The Supreme Court went even further in the Dred Scott case, ruling that Congress could not deprive citizens of their property – and that included depriving slave-owners of their slaves, theoretically making any attempt anywhere to ban slavery illegal.
The causes of the American Civil War were far more diverse than one side’s rejection of slavery. The complexities and nuances of the period have largely been written out of popular history, but at the time they were well understood by both sides. Moses Ezekiel, a Confederate soldier who moved to Rome after the war and became one of the most famous sculptors of his day, insisted, ‘We were not fighting for the perpetuation of slavery but for the principles of States’ Rights and Free Trade.’ The man who has become for ever associated with the emancipation of the slaves, Abraham Lincoln, repeatedly made clear that despite his own moral repugnance he was not trying to end the right of existing slave states to continue their peculiar institution. The slave states, however, realised that this position was increasingly untenable. They had seen what had happened in Britain, where moral indignation had led to slavery being banned throughout the empire thirty years before. Many southerners retained contact with Barbados where slavery was abolished in 1838, and, although none of the dire consequences predicted by the pro-slavery lobby had happened, they did not want to repeat the experiment themselves.
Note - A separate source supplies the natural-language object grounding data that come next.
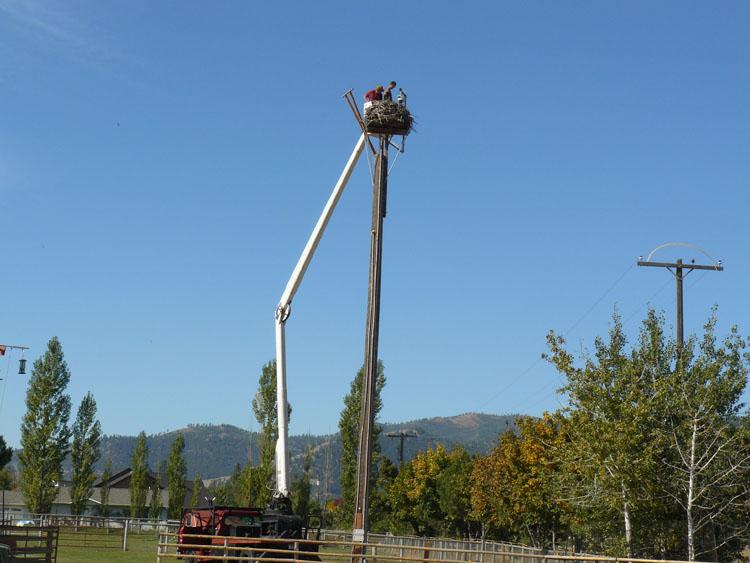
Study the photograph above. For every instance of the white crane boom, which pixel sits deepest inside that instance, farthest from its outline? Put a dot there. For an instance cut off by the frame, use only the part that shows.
(282, 314)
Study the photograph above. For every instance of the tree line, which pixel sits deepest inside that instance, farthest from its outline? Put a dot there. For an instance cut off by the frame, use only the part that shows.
(47, 439)
(650, 457)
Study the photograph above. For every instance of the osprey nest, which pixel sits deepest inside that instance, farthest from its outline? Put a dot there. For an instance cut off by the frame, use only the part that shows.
(388, 118)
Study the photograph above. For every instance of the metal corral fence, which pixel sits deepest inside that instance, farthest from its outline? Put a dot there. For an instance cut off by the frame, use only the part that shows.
(30, 543)
(337, 551)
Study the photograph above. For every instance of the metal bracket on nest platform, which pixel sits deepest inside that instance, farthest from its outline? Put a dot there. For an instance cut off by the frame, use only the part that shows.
(349, 97)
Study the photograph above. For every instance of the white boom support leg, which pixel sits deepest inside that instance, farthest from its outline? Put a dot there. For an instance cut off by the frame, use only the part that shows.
(284, 309)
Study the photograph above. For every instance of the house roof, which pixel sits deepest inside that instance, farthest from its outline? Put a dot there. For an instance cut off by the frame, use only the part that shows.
(118, 497)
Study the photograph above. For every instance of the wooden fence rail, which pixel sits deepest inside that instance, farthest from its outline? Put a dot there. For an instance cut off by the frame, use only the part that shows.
(239, 549)
(31, 543)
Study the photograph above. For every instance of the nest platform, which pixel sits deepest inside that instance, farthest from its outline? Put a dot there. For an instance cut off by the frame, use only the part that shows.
(388, 118)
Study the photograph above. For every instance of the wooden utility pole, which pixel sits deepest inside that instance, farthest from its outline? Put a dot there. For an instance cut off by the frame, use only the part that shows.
(401, 435)
(680, 270)
(364, 454)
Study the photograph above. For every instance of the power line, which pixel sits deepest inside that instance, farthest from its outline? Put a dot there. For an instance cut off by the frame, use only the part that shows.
(566, 333)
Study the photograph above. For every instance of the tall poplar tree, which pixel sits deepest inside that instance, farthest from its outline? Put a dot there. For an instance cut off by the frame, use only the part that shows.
(349, 429)
(104, 489)
(301, 489)
(155, 504)
(139, 477)
(264, 409)
(45, 434)
(195, 497)
(87, 434)
(177, 473)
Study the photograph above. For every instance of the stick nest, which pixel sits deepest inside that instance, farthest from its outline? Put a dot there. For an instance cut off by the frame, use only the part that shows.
(388, 118)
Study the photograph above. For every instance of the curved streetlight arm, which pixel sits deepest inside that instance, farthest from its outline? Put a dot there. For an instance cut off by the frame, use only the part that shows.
(283, 311)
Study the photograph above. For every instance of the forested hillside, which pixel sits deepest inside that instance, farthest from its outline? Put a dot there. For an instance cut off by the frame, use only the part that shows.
(214, 450)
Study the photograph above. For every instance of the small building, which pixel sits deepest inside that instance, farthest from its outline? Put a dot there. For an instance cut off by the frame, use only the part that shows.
(14, 503)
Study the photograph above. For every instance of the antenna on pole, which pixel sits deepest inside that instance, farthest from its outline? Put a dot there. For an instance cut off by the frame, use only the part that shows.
(680, 270)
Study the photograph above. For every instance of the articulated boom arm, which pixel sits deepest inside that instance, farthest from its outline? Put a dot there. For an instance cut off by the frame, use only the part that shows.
(283, 311)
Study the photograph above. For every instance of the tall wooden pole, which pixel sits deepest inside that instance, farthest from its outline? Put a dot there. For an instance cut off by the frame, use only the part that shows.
(679, 269)
(364, 454)
(678, 276)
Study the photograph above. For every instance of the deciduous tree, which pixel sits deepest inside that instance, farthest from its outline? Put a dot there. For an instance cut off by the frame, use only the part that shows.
(176, 473)
(195, 498)
(155, 503)
(264, 408)
(613, 452)
(45, 433)
(85, 453)
(104, 509)
(349, 430)
(301, 489)
(711, 457)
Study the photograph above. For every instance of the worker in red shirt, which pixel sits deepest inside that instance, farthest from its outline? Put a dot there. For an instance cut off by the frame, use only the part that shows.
(388, 94)
(374, 95)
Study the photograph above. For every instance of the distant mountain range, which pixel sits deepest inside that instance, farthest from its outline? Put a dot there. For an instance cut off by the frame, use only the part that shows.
(214, 450)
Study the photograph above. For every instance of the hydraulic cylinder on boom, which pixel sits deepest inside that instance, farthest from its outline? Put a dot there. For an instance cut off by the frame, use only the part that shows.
(284, 309)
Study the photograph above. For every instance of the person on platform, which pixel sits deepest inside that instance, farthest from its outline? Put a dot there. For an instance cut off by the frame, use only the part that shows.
(374, 95)
(388, 94)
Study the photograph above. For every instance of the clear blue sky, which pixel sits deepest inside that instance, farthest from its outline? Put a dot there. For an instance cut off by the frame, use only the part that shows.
(162, 164)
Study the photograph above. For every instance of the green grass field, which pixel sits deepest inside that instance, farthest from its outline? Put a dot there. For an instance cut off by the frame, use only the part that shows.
(75, 547)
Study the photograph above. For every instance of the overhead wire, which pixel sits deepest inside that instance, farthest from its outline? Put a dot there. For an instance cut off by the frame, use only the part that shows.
(5, 382)
(626, 320)
(566, 333)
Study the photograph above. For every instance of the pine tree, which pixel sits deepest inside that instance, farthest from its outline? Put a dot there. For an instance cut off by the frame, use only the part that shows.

Many, perhaps most, northerners regarded slavery as an affront to their moral consciences, but the north was far from united. Many of the newer immigrants, who were themselves often subject to bitter discrimination, were keen to ensure that those on an even lower rung stayed there. First generation Irish Catholics were an important political force by the time of the civil war (they formed 34 per cent of the electorate of New York City, for example), and not only were they not offended by slavery but in Morison’s words ‘their hostility to abolitionists and hatred of free Negroes became proverbial’.